At 11:52 PM, Blogger Jimmy the Saint said...

I don't know how he did it, but Rahm has the MSM eating out of his hand. Obviously the MSM isn't one for fact checking or else they'd see Rahm for the fraud he is. I know is handy work all too well. One of his hand-picked toadys was running in a House district I call home. She lost for the 2nd election in a row. She was afraid to bring up Iraq(she was just following Rahm's orders of course). I hope CVH is a lot more Jim Webb/Russ Feingold than Emanuel. Dems can pick up PA-06 with the right person.

 
At 6:56 AM, Blogger DownWithTyranny said...

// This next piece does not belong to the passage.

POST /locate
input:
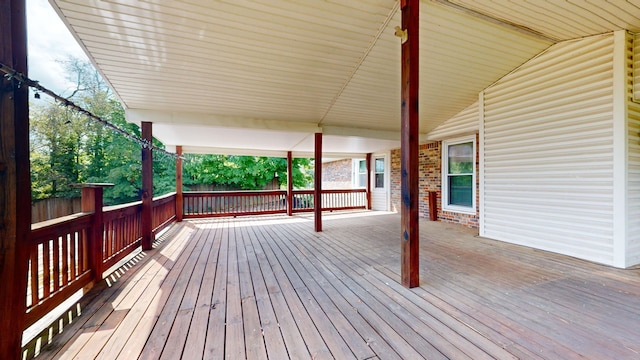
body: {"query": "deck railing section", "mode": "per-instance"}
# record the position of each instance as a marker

I had a great talk with Chris Van Hollen on the phone last week-- formal interview to follow-- and he said all the right things about developing a cooperative relationship with grassroots and netroots activists. His own voting record is more progressive than Emanuel's but that isn't the real point. He doesn't have the vibe of a ruthless predator who would disregard any rule and transgress all societal mores and norms to get ahead-- the mark of a Tom DeLay and a Rahm Emanuel. CVH has proven he knows how to beat Republicans without turning into them. He will be a wonderful ally for making America a better place.

 
At 6:03 PM, Anonymous Anonymous said...

Jimmy,

I'm guessing that you're talking about Lois Murphy. A real shame because what i saw/heard from her i liked. (Well, except that part about being afraid to bring certain issues up...) How gerlach pulled it out in that district is one of the great mysteries of 2006 to me.